Sites of contestation: How framing tensions shape feminist organizing
研究黎巴嫩女性赋权运动中的内部框架张力,揭示这些张力如何作为生成性动力而非障碍,塑造集体行动策略的形成与转变。
Social justice movements are often portrayed as unified, yet they are frequently shaped by internal tensions over meaning, priorities, and strategies for action. While Frame Theory recognizes that collective action frames are contested, existing research has tended to model framing as a relatively stable and linear process. This article examines how framing tensions operate as generative dynamics within feminist organizing rather than as obstacles to collective action.
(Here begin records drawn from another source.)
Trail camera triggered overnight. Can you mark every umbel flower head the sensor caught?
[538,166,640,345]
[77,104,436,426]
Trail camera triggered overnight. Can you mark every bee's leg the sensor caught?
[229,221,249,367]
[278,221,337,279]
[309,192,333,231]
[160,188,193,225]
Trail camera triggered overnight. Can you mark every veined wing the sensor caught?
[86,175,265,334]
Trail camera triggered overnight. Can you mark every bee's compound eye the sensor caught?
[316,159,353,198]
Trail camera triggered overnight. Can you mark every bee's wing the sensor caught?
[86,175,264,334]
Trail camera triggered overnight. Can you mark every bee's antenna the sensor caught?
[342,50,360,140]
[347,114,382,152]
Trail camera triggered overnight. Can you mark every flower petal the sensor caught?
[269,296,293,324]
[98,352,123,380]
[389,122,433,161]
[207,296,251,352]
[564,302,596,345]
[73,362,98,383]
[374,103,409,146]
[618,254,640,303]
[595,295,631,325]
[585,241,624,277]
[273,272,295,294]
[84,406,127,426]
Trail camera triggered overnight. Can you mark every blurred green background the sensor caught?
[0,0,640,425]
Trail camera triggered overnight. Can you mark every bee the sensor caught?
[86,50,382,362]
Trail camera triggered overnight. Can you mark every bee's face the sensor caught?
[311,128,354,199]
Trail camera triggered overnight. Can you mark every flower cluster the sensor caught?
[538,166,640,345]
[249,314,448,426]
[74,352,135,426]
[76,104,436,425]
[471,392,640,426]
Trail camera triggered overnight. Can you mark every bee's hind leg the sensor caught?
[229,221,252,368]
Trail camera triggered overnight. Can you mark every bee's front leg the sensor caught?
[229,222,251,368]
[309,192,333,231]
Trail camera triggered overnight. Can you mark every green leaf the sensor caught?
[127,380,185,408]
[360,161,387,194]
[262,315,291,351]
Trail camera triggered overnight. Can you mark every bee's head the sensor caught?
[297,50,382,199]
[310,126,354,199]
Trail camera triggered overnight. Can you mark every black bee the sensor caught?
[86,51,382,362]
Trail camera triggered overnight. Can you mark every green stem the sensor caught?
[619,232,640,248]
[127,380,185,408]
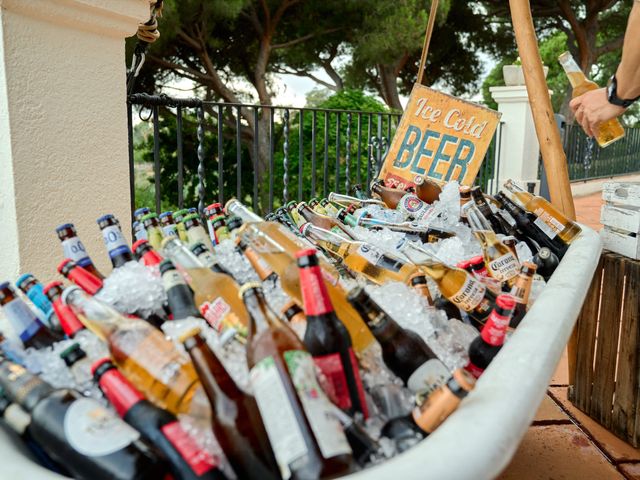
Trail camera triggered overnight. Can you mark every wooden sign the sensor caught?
[379,84,501,189]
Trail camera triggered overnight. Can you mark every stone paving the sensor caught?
[499,191,640,480]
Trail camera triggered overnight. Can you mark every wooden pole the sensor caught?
[417,0,438,85]
[509,0,576,220]
[509,0,578,385]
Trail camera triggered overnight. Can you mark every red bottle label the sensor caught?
[313,348,369,418]
[300,265,333,315]
[161,421,217,475]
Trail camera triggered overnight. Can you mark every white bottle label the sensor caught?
[487,252,520,282]
[284,350,351,458]
[407,358,451,397]
[62,237,91,267]
[102,225,130,258]
[249,357,307,479]
[450,276,486,312]
[64,398,140,457]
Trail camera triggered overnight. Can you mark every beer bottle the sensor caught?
[465,295,516,378]
[162,238,249,327]
[412,369,475,434]
[182,213,213,252]
[140,213,164,250]
[296,249,369,419]
[62,287,204,417]
[348,287,449,393]
[302,223,418,285]
[56,223,104,279]
[190,242,235,279]
[57,258,103,295]
[16,273,61,332]
[399,242,495,329]
[158,212,178,237]
[328,192,386,209]
[91,358,226,480]
[97,214,134,268]
[240,284,352,479]
[44,281,85,338]
[504,180,582,245]
[173,208,189,243]
[180,328,279,480]
[298,202,355,240]
[0,282,62,349]
[533,247,560,281]
[211,215,231,245]
[558,52,624,148]
[0,361,167,480]
[60,343,93,393]
[496,193,569,258]
[413,176,442,203]
[473,230,520,286]
[132,239,162,267]
[509,262,538,328]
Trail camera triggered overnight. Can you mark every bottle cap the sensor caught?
[238,282,262,298]
[60,343,87,367]
[16,273,36,290]
[178,327,201,343]
[158,258,176,275]
[91,357,116,380]
[42,280,64,296]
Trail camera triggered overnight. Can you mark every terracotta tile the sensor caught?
[549,387,640,463]
[618,463,640,480]
[549,348,569,385]
[498,425,624,480]
[533,395,571,424]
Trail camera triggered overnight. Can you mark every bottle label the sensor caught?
[313,348,368,418]
[62,237,91,267]
[162,269,186,292]
[161,421,217,475]
[102,225,131,258]
[64,398,140,457]
[449,275,486,312]
[2,298,43,342]
[358,244,405,272]
[284,350,351,458]
[299,265,333,315]
[249,357,307,479]
[533,208,564,239]
[162,225,178,238]
[407,358,451,397]
[487,252,520,282]
[396,193,433,221]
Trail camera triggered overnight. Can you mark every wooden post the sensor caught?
[509,0,577,385]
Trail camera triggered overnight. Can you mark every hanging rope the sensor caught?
[127,0,163,94]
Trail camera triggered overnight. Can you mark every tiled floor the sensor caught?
[499,192,640,480]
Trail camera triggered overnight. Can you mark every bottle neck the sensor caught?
[65,265,103,295]
[98,367,144,417]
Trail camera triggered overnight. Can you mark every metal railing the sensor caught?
[128,94,502,214]
[563,124,640,181]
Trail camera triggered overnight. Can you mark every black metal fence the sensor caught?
[128,94,502,214]
[563,124,640,181]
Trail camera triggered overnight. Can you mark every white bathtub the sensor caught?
[0,226,601,480]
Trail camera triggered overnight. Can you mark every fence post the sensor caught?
[0,0,149,281]
[490,85,540,193]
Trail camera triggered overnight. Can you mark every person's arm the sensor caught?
[569,0,640,137]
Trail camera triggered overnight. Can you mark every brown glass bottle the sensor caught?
[241,284,352,479]
[0,282,62,348]
[509,262,538,328]
[298,202,355,240]
[180,329,279,480]
[296,248,369,419]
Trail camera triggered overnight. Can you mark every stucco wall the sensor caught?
[0,0,148,281]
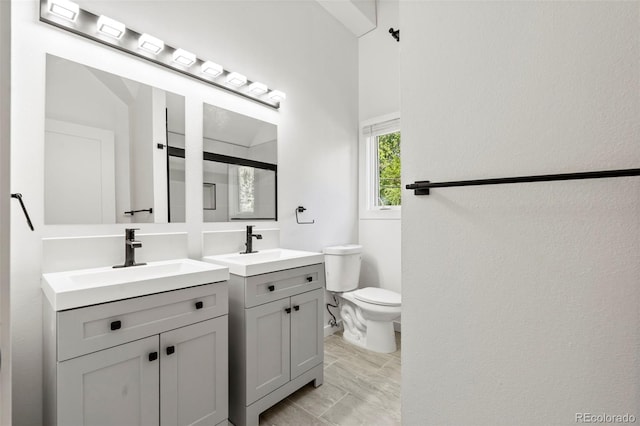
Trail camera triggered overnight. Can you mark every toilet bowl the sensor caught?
[323,244,401,353]
[338,287,400,353]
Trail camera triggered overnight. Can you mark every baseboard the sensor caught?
[324,319,342,337]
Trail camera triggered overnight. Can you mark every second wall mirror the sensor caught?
[44,55,185,224]
[202,104,278,222]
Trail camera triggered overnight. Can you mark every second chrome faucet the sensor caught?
[114,228,146,268]
[240,225,262,254]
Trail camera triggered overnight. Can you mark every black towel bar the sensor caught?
[406,169,640,195]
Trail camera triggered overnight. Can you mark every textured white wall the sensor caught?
[356,0,402,292]
[400,2,640,425]
[0,1,10,425]
[10,1,358,426]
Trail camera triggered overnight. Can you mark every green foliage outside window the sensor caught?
[378,132,401,206]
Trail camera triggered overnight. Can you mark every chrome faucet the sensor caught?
[240,225,262,254]
[114,228,146,268]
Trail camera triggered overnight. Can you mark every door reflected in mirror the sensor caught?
[44,55,185,224]
[203,104,278,222]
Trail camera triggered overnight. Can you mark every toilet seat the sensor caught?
[353,287,402,306]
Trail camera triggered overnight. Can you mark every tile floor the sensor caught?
[260,333,401,426]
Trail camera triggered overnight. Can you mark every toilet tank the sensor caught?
[322,244,362,292]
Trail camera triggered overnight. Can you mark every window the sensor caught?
[360,114,402,219]
[238,166,255,213]
[374,131,402,206]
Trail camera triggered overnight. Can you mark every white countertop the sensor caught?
[42,259,229,311]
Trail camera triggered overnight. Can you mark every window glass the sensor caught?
[238,166,255,213]
[375,132,402,206]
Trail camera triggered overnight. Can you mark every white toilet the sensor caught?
[323,244,402,353]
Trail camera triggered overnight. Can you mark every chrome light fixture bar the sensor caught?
[40,0,286,109]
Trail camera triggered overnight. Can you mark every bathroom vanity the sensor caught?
[43,259,228,426]
[203,249,325,426]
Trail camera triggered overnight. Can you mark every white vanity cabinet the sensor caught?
[229,264,324,426]
[43,282,228,426]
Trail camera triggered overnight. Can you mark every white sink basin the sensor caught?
[202,249,324,277]
[42,259,229,311]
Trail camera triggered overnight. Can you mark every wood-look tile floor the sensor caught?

Drawing on transcripts of five multistakeholder roundtable discussions involving 35 actors in Lebanon’s women’s empowerment movement, we analyze how feminist actors navigate difference across organizational, political, and transnational contexts. We conceptualize frames as framings: recursive, relational, and epistemic processes through which collective meaning is produced in and through struggle. Building on this perspective, we introduce two analytic tools, sites of contestation and diagnosis-based prognosis, to capture how framing tensions are articulated and transformed through interaction. Our analysis shows that these tensions unfold differently across spaces and sites of contestation and along three epistemic axes: temporality; transnationality and localness; and reflexivity. Together, these dynamics shape how collective action strategies emerge, stabilize, and shift. We contribute to Critical Management Studies by conceptualizing organizing as a dynamic process in which intra-movement tensions are constitutive of political struggle and transformation. For social movement scholarship, the study advances a microprocessual understanding of framing by foregrounding the spatial, relational, and scalar conditions through which collective action becomes possible.